I am an Indian. I live in New Delhi. Having a a fair amount of exposure to the business world (2 decades), I have experienced more than my share of arrogance and well, I also have experienced the brilliance of the people from US and Europe. Things are changing, attitudes to Indians are becoming a little more respectful (though we tend to exasperate a lot of people with our casual attitude at times ...)
India had made immense investments in education, science, technology, poverty alleviation schemes and infrastructure etc... though not always wisely, efficiently and hardly ever in ways free from corruption and exploitation by the political-business interest groups,
Thankfully, something still got through to the people and they made the best use of it.
That is the story of India: We are making it despite the government, which much to its dismay (any govt in power, I am happy to say, is discovering this), is finding that it has to give back to the people something, else it gets voted out of power.
Democracy rocks. In India, it may be chaotic, but at the end of the day it works.
I dunno why. :)
I am loving it!
Capitalism is the Opium of the Masses; Customer is King is the slogan.
Here's a funny thought:
1. India has nukes. (It also sits on huge reserves of Thorium and has breeder reactors, so it can transform them to uranium or eventually plutonium, as needed.)
2. If you can put an object in orbit, you can make it come down wherever you want it to come down. Or use a smaller rocket and/or a heavier load to make them go ballistic instead of orbitting at all. (For reference, the USSR's space program started the other way around. Someone realized that they had build a rocket so powerful to haul nukes, that it could put a small-ish object in orbit.) Rockets are that interchangeable purpose.

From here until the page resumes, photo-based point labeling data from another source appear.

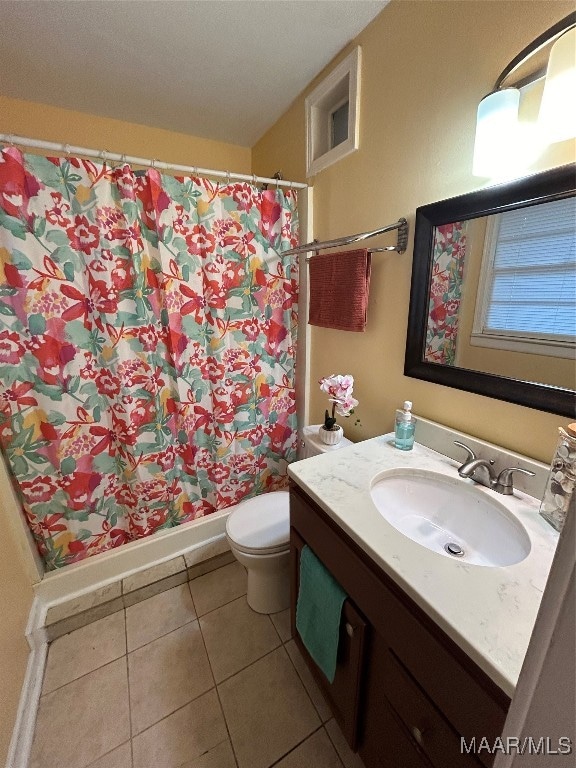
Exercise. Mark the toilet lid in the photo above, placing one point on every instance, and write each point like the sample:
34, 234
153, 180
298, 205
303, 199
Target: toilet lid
261, 523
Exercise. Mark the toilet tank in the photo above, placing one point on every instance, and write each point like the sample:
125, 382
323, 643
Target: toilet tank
311, 444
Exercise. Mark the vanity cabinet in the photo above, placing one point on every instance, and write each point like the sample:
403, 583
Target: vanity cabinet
404, 692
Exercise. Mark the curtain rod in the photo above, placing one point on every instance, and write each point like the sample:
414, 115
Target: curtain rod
104, 155
401, 225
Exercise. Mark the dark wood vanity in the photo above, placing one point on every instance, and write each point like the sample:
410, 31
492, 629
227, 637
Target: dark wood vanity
404, 693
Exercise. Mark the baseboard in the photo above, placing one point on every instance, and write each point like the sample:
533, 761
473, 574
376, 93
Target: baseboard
37, 634
23, 733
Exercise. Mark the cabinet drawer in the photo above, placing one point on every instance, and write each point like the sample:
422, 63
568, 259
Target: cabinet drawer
391, 747
474, 705
435, 737
343, 694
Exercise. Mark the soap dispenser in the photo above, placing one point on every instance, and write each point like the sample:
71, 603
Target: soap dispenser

3. Inclined/polar orbits? Always good to have for a nuke, if nothing else, to hit a location that's not near the equator. Plus you might want to go extremely inclined to minimize flight time and thus warning time (I think both the USA and the USSR had most of their nukes aimed at each other over the arctic), or to lob them over international waters and avoid pissing off everyone else in their path.
As a bonus: once you can do polar orbits and big payloads, you can use spy sats.
Now I'm not saying India is necessarily aiming to become an ICBM power. Maybe, maybe not. And they're probably not yet ready to willy-wave internationally about it, in any case. But I'm saying I wouldn't be the least surprised if that was at least one factor in funding that space program.
I still remember seeing the news on TV when they had built their first nuke, and the general euphoria. It was waay back, while they were even poorer than today. Arguably that money could have been better invested in industrializing a little faster. But there were people cheering in the streets that they now have a big destructive weapon. I can see a lot of political capital in the implicit "and now we can lob it at anyone too!" message.
Now I'm not singling India out there. I think they're just... humans, like everyone else. And it's a sad thing that we'd rather have a big stick to threaten the neighbours with, than an extra slice of bread.
A polar bear is a cartesian bear after a coordinate transform.